Che cos’è la flat tax: maxi taglio fiscale per i ricchi, rischio beffa per i poveri

di Roberto Petrini

Nel gergo anglofilo della politica economica e delle tasse viene chiamata flat tax, significa tassa piatta, ma anche con la traduzione in mano non si capisce. “Piatta”, ma perché? L’aggettivo viene dal linguaggio degli economisti che parlano riferendosi ad un grafico con una curva dove sono rappresentati il reddito (ascisse) e il peso delle tasse (ordinate). Se la curva cresce al crescere del reddito, si parla di tasse progressive, se invece resta ferma al crescese del reddito appare piatta e dunque le tasse sono meramente proporzionali.

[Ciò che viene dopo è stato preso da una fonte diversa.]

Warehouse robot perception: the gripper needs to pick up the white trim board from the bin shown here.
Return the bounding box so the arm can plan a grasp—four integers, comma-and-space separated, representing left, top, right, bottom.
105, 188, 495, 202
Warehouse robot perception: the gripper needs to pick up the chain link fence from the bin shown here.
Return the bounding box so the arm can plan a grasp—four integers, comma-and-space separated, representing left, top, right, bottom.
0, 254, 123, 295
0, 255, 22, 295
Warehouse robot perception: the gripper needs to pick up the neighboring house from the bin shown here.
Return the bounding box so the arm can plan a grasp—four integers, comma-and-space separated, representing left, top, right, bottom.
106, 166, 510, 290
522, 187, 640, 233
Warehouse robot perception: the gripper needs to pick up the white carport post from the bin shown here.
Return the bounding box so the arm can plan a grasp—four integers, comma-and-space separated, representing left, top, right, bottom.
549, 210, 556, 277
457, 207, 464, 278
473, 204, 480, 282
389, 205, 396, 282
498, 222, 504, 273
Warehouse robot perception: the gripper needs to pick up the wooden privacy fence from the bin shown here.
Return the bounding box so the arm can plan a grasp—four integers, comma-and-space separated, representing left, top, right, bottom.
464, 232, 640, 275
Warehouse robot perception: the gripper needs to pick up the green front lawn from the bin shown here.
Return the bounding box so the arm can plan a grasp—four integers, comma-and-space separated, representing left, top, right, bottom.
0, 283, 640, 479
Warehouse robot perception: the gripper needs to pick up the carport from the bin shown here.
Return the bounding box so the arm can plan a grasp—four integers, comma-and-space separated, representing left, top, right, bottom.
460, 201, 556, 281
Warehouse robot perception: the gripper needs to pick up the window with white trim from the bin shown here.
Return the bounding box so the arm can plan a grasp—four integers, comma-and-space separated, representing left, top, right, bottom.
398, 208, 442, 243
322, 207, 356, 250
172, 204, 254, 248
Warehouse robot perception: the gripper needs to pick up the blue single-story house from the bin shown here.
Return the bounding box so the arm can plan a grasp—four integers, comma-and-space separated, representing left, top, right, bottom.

Detto questo dobbiamo spiegare che cosa sono le tasse progressive e quelle proporzionali. Il principio di progressività non è così intuitivo, perché prevede che chi guadagna di più paghi più che proporzionalmente, mentre nel sentire comune il termine “proporzionale” già sembra sinonimo di equità. Invece quando si parla di soldi non è così perché, come diceva Einaudi (un grande economista che è stato anche presidente della Repubblica) le stesse dieci lire non hanno lo stesso valore per il povero che ci compra la minestra e per il ricco che ci compra la poltrona al teatro, dunque il ricco può pagare di più. Quello che diceva Einaudi è talmente vero che la nostra Costituzione all’articolo 53 impone che che le tasse siano ispirate al principio di progressività.

La flat tax è stata mai applicata?

Il 19 novembre del 2004 il presidente del Consiglio Silvio Berlusconi di ritorno da una visita ufficiale nella giovane democrazia della Repubblica slovacca, dove aveva esaltato le ricette dell’economista, consigliere di Reagan, Arthur Laffer, rilanciò l’idea della flat tax che del rasto, fin dal programma del 2001 era stato uno dei suoi cavalli di battaglia.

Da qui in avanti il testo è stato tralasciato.